First, I need to set up the colors for the graph. There are six types of
weather in the dataset, so I have to create a vector that contains six
different colors. After creating the color palette for the graph, I need
to create labels that will be associated with each color for the
legend.
# sets color palette for the points on the plot
colors <- c("#ff006d", "#ff7d00", "#ffdd00", "#adff02", "#01befe","#8f00ff", "white", "black", "red")
# create the labels for the legend
labels <- c("Clear", "Cloudy", "Foggy", "Severe Wind", "Raining", "Unknown", "N/A")
Now that we have set up the tooltip, colors, and labels for the graph, let’s set up the graph itself.
First, we will call leaflet() for a GIS graph. Then we will use setView() to set the deafult view over Montgomery County. To make the color points really stand out, I used “Stadia.AlidadeSmooth” to create a monochrome, light map in the function addProviderTiles.

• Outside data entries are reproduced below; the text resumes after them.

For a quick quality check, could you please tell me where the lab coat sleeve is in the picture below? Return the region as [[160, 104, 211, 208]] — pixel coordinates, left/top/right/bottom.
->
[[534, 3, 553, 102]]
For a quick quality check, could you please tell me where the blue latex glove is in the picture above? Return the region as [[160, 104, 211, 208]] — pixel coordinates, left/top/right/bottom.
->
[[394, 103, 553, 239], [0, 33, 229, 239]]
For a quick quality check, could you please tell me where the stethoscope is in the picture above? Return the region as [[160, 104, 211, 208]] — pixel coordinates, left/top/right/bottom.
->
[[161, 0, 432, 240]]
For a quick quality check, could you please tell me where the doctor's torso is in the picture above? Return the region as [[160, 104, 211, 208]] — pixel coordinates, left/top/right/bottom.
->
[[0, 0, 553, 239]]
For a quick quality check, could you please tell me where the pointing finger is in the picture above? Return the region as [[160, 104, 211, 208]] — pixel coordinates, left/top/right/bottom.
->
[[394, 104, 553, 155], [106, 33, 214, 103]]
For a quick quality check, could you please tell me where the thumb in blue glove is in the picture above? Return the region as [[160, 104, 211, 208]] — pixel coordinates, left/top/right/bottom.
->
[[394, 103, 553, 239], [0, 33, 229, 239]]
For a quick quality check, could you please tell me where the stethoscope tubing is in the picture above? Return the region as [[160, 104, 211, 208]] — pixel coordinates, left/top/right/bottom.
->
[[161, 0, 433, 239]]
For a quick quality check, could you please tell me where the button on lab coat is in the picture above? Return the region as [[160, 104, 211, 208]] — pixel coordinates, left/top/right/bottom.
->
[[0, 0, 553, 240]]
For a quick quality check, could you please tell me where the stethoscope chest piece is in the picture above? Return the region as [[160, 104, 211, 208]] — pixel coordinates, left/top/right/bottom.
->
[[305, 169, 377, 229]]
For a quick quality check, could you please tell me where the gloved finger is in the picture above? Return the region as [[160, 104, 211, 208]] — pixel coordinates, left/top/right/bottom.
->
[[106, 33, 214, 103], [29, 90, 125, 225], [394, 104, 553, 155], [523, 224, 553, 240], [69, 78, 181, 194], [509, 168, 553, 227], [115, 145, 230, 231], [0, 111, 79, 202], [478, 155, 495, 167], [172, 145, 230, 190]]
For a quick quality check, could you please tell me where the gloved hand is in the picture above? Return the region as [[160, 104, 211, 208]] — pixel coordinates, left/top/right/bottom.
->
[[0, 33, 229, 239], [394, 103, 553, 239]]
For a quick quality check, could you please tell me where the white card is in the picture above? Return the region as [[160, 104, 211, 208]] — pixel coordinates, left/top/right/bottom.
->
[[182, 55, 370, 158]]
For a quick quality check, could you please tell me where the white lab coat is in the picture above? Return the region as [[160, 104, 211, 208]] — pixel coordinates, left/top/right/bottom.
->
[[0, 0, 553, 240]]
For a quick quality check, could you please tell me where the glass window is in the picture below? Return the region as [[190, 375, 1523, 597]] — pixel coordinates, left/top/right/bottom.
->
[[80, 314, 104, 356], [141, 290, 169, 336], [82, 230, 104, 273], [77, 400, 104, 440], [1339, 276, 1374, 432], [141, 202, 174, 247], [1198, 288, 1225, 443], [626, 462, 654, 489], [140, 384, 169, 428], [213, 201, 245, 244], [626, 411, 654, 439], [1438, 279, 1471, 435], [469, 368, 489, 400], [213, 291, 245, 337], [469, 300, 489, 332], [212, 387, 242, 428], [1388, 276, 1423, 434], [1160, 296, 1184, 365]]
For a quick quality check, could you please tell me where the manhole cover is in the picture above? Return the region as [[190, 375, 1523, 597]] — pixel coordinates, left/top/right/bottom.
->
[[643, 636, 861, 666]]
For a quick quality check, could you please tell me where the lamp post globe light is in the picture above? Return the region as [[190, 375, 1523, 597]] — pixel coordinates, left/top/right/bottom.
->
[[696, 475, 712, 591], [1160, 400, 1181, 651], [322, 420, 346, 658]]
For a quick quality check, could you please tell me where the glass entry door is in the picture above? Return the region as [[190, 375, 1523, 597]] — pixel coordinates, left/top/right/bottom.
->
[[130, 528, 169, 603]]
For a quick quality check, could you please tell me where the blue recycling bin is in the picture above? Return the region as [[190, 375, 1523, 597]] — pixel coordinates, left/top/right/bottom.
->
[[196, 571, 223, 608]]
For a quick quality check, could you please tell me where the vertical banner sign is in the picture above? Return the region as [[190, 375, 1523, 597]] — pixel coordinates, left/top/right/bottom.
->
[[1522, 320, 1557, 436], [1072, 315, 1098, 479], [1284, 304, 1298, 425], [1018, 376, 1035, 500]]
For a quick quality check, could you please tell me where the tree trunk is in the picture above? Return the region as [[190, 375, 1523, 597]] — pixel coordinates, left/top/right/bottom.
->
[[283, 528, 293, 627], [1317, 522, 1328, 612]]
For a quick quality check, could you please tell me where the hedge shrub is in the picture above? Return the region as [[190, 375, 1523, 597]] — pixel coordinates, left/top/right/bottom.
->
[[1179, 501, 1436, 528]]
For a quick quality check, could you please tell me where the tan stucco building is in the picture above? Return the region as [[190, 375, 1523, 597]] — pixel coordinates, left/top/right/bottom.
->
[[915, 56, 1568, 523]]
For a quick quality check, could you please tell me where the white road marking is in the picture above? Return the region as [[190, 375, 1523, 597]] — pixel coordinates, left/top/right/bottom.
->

To add the points on the map, we will use addCircleMarkers(). The “data” argument is used to indicate which data frame for leaflet to use, in this case it is “crashes_df”. We set the point size using the argument “radius” and I made the radius size two. I used the “colors” argument to
leaflet() |> # calls for leaflet
setView(lng = -77.18, lat = 39.13, zoom =10.2) |> # sets default view for the map
addProviderTiles("Esri.NatGeoWorldMap") |> # sets the visual for the map
addCircleMarkers( # adds the points on the map
data = crashes_df209, # sets the data
radius = 2, # sets the size of the map points
color = "#ff006d",
popup = popupcrash # creates the tooltip
)
## Assuming "longitude" and "latitude" are longitude and latitude, respectively
The graph exhibits all of the car crashes during the month of December from the years 2015-2023. The color of each point represents what weather conditions were present during the crash. An interesting pattern I have observed from the visualization was that the majority of car crashes during the month of December was on Interstate I-270. I also observed that the majority of crashes on the map occur in cities with busier roads such as Gaithersburg or Rockville. If I had a bit more time on the project, I would like to fully incorporate point colors which would correspond with the weather conditions of the crash.